Históricamente, la izquierda concebía el éxito en función de construcciones colectivas, y era de allí de donde surgían sus líderes: luchas estudiantiles y sociales, movimientos de derechos humanos, sindicatos, guerrillas. Todavía hoy muchas de sus figuras vienen de allí, aunque la izquierda también ha sido permeada por los valores del individualismo y hoy recurre complementariamente a otras fuentes: no es casual que cada vez más líderes de izquierda, desde Ricardo Lagos hasta Alvaro García Linera o Rafael Correa, provengan de la actividad académica, que permite combinar el éxito individual –se trata de un oficio de solitarios– con el necesario prestigio social.

En cambio, la derecha valora –y, por lo tanto, premia– el éxito individual concebido como reflejo de la división winners-losers, americanísima distinción cuya manifestación cinematográfica más lograda es por supuesto Jerry Maguire. En la gran película de Cameron Crowe, el más winner entre los winners (Tom Cruise, el actor más taquillero de Hollywood) interpreta a un manager deportivo canchero y exitoso que un día, como resultado de una reflexión individual de carácter ético, decide voluntariamente convertirse en loser: se queda sin trabajo, sus antiguos clientes lo dejan y su ambiciosa novia lo noquea de una piña.

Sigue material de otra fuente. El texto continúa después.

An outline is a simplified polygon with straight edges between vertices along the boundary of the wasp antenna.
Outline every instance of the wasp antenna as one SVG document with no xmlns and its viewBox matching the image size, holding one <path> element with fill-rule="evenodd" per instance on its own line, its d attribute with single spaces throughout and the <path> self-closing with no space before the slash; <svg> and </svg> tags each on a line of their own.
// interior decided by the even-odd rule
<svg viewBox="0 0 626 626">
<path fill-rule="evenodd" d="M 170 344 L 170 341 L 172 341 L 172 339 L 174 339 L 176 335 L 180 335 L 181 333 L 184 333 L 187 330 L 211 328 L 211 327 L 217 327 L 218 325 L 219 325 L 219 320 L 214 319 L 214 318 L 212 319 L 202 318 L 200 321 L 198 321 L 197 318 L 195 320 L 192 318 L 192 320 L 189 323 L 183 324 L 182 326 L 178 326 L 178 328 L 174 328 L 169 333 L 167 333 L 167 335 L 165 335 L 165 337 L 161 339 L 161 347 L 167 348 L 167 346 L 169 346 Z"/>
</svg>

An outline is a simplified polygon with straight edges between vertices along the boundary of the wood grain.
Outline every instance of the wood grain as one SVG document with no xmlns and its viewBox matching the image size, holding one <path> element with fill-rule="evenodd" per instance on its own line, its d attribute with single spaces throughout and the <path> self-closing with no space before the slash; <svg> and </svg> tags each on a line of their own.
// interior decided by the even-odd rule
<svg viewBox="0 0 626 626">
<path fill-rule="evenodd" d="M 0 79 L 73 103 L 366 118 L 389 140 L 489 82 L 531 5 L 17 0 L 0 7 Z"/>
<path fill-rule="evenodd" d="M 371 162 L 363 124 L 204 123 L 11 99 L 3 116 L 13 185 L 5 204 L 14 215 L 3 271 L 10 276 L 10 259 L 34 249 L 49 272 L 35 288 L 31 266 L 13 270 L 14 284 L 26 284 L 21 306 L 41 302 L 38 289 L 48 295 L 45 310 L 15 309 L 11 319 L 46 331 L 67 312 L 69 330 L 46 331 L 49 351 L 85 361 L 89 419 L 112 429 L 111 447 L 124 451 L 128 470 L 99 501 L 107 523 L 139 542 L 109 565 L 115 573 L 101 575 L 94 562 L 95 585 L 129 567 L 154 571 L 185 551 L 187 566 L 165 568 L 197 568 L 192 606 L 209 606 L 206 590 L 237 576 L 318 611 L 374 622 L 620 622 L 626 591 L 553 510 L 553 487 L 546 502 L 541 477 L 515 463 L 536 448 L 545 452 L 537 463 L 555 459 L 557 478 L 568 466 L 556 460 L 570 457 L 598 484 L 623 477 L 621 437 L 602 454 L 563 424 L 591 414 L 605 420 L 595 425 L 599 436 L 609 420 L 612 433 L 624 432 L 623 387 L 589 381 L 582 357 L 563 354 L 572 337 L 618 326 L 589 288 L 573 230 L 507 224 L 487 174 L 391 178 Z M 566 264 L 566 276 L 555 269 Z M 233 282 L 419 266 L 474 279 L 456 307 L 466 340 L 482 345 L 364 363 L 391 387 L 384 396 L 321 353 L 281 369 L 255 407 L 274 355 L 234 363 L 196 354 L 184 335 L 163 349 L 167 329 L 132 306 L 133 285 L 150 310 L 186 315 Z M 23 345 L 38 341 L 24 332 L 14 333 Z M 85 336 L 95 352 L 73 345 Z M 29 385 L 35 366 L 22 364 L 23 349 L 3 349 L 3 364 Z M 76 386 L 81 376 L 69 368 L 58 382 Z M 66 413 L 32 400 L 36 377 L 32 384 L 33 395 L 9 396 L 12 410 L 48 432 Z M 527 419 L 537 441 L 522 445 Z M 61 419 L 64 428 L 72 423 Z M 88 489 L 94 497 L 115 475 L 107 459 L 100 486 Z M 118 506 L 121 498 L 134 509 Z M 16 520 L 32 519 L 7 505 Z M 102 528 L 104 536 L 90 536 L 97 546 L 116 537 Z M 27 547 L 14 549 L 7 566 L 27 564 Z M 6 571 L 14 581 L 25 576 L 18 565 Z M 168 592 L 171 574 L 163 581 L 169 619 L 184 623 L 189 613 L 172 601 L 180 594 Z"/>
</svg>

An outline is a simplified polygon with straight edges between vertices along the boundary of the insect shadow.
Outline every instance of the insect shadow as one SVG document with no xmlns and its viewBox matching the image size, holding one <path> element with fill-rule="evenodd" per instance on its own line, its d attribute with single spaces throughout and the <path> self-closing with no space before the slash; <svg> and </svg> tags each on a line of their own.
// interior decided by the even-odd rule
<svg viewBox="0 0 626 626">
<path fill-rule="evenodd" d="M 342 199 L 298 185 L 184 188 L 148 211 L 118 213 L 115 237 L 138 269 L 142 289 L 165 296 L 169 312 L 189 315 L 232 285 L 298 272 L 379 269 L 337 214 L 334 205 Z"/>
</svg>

Pero Jerry Maguire se recupera y, al final, con la ayuda de la bella Renée Zellweger, encuentra una vía para el éxito menos competitiva y deshumanizada. ¿Podrán los líderes de la nueva derecha, dentro y fuera del peronismo, bajar del pedestal y acercarse a los problemas de los terrícolas? La política es exitista por definición; exige triunfos constantes, carisma y proezas, pero también requiere sensibilidad y empatía: ¿podrá algún día Macri (o De Narváez o Reutemann o Scioli) seguir el camino de Jerry Maguire?